Wednesday, April 18, 2007

I will not go quietly
into a world as black as coal.
No, the shadows of apathy
are not found easily on my soul.
Though the angels of the darkness never rest.
They will try to keep me blinded and oppressed.
As long as there's a beating heart inside this chest
I will rage against the dying of the light.
I will wage a war of mercy and I will fight,
Until conviction drowns the weakness that is darkening my sight.
I will rage against the dying of the light.

I see the cold and silent stares.
I'm sick and tired of fighting back.
They're unaffected and unaware.
Without a reason to attack.
I believe it's time to wake up from my dream
If this world is every bit as lost as it would seem.
So I will rise up.
I will kick and I will scream
And I will rage against the dying of the light.
I will wage a war of mercy and I will fight
Until conviction drowns the weakness that is darkening my sight.
I will rage against the dying of the light.

Rage Against the Dying of the Light
-by The Cross Between

Tuesday, April 10, 2007

Where's my peeps at?

gotta share this video that my church ran during our Easter services.
what's it got to do with Easter?... well... nothing really. but it's funny! :-)

Tuesday, April 03, 2007

running the race

about 6 weeks ago, I started running. I've started and stopped many times before, but this time I've managed to stick with it long enough to start building some endurance and enjoying it.
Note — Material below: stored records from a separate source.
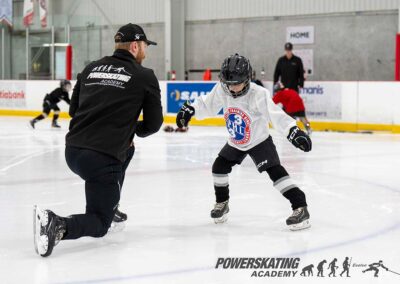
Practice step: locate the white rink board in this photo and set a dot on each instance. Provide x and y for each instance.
(361, 102)
(168, 194)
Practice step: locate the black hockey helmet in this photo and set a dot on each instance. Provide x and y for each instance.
(235, 69)
(278, 87)
(63, 83)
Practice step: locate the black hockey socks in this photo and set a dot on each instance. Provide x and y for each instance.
(284, 184)
(39, 117)
(55, 117)
(221, 168)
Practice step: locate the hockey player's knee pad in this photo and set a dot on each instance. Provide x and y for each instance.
(276, 172)
(222, 166)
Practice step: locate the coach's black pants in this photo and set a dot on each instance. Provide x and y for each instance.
(104, 176)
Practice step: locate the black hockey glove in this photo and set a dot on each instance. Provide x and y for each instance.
(300, 139)
(184, 115)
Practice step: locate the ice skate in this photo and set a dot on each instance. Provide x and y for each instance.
(48, 230)
(220, 212)
(32, 123)
(55, 125)
(299, 220)
(118, 223)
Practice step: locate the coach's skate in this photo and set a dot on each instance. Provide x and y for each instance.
(118, 223)
(220, 212)
(300, 219)
(54, 124)
(48, 230)
(32, 123)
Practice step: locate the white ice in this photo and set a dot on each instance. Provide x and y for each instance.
(351, 182)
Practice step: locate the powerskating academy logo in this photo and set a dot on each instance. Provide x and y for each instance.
(238, 125)
(291, 267)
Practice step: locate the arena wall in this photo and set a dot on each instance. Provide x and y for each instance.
(336, 106)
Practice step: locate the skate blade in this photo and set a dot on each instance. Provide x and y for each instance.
(300, 226)
(40, 242)
(221, 220)
(116, 227)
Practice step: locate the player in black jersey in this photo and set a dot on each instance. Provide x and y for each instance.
(50, 102)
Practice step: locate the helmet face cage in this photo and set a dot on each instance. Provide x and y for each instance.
(64, 83)
(235, 70)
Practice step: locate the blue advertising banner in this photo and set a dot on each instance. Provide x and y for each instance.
(178, 93)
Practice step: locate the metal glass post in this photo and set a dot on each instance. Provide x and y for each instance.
(2, 53)
(27, 53)
(52, 54)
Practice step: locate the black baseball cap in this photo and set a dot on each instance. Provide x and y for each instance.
(132, 32)
(288, 46)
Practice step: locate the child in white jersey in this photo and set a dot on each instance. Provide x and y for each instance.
(248, 109)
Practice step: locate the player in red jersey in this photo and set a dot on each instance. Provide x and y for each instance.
(292, 104)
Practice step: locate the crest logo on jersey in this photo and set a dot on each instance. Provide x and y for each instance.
(238, 125)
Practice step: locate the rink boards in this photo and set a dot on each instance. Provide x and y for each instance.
(338, 106)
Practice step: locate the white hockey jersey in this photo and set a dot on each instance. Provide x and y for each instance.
(247, 117)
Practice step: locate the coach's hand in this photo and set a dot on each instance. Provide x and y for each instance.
(300, 139)
(184, 115)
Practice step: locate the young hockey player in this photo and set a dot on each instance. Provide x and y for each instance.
(248, 109)
(292, 104)
(50, 103)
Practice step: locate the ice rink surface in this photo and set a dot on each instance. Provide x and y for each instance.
(351, 181)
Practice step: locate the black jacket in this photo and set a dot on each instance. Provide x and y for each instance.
(290, 72)
(106, 103)
(56, 96)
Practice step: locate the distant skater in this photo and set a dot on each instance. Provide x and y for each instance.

I'm following a training schedule that's supposed to prep someone who's never run before to run a 5k in 3 months or less. A 5k seems like a good first goal.
The first few weeks started out pretty slowly and it wasn't too tough. But a couple weeks ago, the training started getting hard as times and distances increased dramatically. In fact, they doubled.
As I was running these longer distances, I began thinking about the Apostle Paul's charge to fellow believers "run the race...". Because the times and distances that I'm running have increased so quickly, I've noticed that there's a definite difference in how I approach running a short distance as opposed to a longer distance. When I'm running a short distance that I know I can handle, I run faster, and I pay a lot less attention to my form and my breathing. But when it comes time for long distances, my approach is completely different. My pace is slower. My breathing is deliberate. And I'm careful to maintain good form. All these are necessary or I get tired too quickly and am sometimes unable to run as long as I'm supposed to.
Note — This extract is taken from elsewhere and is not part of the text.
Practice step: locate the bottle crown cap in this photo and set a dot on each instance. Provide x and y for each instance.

It's caused me to stop and consider what it means for me to run my race of faith at a pace that will allow me to run for the rest of my life. It's a delicate balance, I think. On the one hand, if I run too quickly, I'll "burn out". On the other hand, if I run too slowly, I won't be forced to stretch. My endurance won't increase, and I won't get any stronger.

Paul told us to "run the race" of faith in such a way that we "win the prize". But I think, more often than not, we don't run with the whole race in mind, but only our current leg. We sprint, eager to reach the finish line, but then we burn out before we even begin the final leg of the race.
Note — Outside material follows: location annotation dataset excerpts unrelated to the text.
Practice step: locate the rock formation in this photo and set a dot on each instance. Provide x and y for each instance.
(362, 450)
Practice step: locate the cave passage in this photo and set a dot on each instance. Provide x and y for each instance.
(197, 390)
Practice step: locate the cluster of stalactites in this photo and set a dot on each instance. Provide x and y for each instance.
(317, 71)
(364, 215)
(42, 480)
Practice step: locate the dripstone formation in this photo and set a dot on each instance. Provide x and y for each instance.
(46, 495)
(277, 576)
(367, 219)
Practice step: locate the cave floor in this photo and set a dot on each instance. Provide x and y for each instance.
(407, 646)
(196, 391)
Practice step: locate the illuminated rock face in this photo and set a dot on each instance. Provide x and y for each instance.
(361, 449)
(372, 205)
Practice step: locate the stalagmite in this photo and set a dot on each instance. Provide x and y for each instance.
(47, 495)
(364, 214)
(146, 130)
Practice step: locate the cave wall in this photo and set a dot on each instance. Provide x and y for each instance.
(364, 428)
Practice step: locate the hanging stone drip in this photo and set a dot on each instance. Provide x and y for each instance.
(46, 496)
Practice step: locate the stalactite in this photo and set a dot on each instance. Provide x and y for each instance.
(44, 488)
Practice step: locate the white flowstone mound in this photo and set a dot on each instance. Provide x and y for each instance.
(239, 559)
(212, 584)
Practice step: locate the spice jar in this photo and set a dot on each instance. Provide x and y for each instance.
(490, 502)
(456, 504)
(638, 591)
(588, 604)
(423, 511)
I think the right pace is slower than most of us are used to, especially in Western culture. I think we like to believe that if we don't do it all now, it's not going to get done. We think that having a panicked sense of urgency is noble and shows how much we care. But I don't think God has a sense of urgency about things. I think He knows just how and when things are going to happen.

And I often wonder if Jesus felt a sense of urgency. He was certainly far more sensitive to the hurts and the darkness of this world than we will ever be. But did He feel anxious? Did He feel like He could never stop to take a break? I don't think He did. There are so many passages that refer to Jesus spending time alone praying or retreating somewhere to be alone. Maybe He knew that He wasn't supposed to "do it all". Maybe He knew that, even though He was the Son of God, He couldn't do it all. And if He couldn't, why would I think that I could? And moreover, why would I try?